La France n'est pas épargnée par cette fièvre. Les écoles de commerce en profitent même pour étoffer leur gamme, rénover des MBA créés il y a parfois trente ans et augmenter les tarifs de leurs formations. HEC aligne désormais trois MBA différents : le MBA de HEC (ex-ISA), l'Executive MBA (ex-CPA) et, dernier-né, le programme Trium, monté en association avec New York University (NYU) et la London School of Economics (LSE). Ce dernier est d'ailleurs parmi les plus chers du marché. « L'an dernier, nous avions fixé son prix à 81 375 euros. En 2003, il sera à 85 560 euros, note François Collin, directeur des programmes internationaux de HEC Executive Development. Nous nous alignons ainsi sur les tarifs américains pour un produit de formation résolument haut de gamme. » De son côté, l'EM Lyon a décidé cette année de scinder son MBA trentenaire, le Cesma, en deux. « Nous avons créé un programme à plein temps sur un an et un Executive MBA, proposé en temps partiel sur deux ans, précise Christophe Chaumont. L'International MBA à plein temps s'adresse à des cadres juniors, tandis que le programme en formation continue est destiné à un public plus expérimenté. »

Les écoles de commerce de second rang ne sont pas absentes de la course. L'ESC Marseille-Provence proposera l'année prochaine pas moins de cinq MBA différents : trois MBA spécialisés (Brand management, Gestion de patrimoine, Bio-Sciences), un Executive MBA et l'Inter MBA en collaboration avec l'IAE d'Aix-en-Provence et deux établissements étrangers (l'école de commerce Strathclyde à Glasgow et l'université de Nyenrode aux Pays-Bas).
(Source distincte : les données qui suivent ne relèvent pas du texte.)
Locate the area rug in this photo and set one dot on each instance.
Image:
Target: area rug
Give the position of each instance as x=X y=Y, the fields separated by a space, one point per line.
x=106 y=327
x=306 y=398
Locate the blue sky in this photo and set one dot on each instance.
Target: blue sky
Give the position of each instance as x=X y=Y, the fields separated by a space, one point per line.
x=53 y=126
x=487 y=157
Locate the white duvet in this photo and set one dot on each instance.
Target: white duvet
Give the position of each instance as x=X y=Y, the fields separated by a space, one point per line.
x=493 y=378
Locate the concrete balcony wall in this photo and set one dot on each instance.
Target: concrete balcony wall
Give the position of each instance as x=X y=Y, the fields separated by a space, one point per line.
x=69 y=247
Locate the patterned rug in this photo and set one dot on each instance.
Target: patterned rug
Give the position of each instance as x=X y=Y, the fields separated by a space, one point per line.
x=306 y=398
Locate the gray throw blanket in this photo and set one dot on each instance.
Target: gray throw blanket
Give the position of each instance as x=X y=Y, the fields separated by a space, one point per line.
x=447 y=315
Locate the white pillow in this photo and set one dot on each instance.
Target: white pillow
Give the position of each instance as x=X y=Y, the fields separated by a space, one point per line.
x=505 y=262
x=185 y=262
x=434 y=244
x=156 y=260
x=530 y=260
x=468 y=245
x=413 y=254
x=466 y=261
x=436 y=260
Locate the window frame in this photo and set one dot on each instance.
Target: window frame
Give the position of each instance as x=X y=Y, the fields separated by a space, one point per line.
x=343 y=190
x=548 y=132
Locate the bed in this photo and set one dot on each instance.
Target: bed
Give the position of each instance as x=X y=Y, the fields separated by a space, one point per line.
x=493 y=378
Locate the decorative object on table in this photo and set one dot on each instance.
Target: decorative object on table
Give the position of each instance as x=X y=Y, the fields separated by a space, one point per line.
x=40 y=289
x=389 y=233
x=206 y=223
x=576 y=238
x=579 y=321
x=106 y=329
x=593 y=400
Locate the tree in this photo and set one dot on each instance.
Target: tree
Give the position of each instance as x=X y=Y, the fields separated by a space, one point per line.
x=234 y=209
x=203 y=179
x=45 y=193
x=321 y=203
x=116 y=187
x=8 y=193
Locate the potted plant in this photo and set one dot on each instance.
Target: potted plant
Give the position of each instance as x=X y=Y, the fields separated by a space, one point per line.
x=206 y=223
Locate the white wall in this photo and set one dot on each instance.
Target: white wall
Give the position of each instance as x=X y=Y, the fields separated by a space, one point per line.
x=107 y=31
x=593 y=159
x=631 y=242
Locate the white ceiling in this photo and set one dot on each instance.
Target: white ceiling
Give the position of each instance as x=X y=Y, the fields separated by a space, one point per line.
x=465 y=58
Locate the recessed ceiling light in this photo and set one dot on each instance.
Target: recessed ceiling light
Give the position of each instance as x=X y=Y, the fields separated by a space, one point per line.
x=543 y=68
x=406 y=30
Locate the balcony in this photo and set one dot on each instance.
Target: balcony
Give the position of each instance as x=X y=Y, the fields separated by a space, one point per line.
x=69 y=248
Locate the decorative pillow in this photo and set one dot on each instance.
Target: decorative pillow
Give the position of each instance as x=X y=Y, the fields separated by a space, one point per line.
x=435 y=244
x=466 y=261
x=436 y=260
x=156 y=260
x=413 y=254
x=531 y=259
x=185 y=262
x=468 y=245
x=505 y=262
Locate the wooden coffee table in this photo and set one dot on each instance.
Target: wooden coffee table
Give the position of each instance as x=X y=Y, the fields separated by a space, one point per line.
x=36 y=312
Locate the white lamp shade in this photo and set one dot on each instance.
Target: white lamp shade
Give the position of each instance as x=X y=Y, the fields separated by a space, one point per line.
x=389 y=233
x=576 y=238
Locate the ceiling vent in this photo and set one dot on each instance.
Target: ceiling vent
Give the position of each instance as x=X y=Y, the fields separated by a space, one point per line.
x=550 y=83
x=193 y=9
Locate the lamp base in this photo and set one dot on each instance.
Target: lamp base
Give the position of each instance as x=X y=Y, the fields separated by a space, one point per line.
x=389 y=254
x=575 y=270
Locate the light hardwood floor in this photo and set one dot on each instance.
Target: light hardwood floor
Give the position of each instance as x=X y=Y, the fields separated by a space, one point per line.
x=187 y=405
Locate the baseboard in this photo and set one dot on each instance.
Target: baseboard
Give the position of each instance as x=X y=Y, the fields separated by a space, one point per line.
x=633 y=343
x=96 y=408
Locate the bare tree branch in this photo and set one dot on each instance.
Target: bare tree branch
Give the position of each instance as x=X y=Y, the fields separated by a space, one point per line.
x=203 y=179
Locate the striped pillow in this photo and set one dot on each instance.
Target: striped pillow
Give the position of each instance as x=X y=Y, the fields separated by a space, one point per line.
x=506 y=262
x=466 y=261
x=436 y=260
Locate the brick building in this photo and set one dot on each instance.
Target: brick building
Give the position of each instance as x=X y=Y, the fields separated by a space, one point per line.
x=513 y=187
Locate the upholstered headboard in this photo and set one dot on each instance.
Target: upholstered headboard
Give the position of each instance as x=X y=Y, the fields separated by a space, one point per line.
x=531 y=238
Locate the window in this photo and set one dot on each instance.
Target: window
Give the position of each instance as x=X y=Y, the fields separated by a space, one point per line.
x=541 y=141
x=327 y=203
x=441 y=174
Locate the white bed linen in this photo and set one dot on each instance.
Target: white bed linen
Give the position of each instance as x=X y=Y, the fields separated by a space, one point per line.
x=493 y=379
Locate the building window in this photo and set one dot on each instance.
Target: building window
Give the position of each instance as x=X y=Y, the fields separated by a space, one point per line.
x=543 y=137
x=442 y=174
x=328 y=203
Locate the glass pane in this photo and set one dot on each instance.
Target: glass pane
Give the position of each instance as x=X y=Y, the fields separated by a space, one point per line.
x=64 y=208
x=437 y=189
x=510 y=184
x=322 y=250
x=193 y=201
Arrivées plus tard sur ce créneau, les universités commencent aussi à multiplier les programmes. Dauphine propose un Executive MBA depuis 1999 en partenariat avec l'Université du Québec à Montréal (Uqam). L'IAE d'Aix-en-Provence, pionnier dans le monde universitaire, s'est composé une gamme de trois MBA (Change and technology, l'Euro MBA et l'Inter MBA). L'IAE de Paris annonce quant à lui la création d'un Global partners MBA pour la rentrée prochaine en collaboration avec l'Université publique d'Atlanta aux États-Unis et une business school brésilienne. Reste que ces éclosions tous azimuts donnent aujourd'hui le sentiment d'un joyeux capharnaüm sur la planète MBA. Il est devenu difficile pour les candidats comme pour les recruteurs de s'y retrouver tant le marché est morcelé. Car, désormais, le format MBA, à savoir un programme de management généraliste sur deux ans à plein temps, ouvert aux managers ayant cinq à sept ans d'expérience, n'est plus la seule règle. Depuis deux ans, les grandes business schools conjuguent les MBA à tous les temps : programmes à distance, MBA spécialisés (le Wine MBA de l'ESC Bordeaux, le MBA Aerospace de l'ESC Toulouse) et l'Executive MBA (EMBA) constituent la grande famille des MBA.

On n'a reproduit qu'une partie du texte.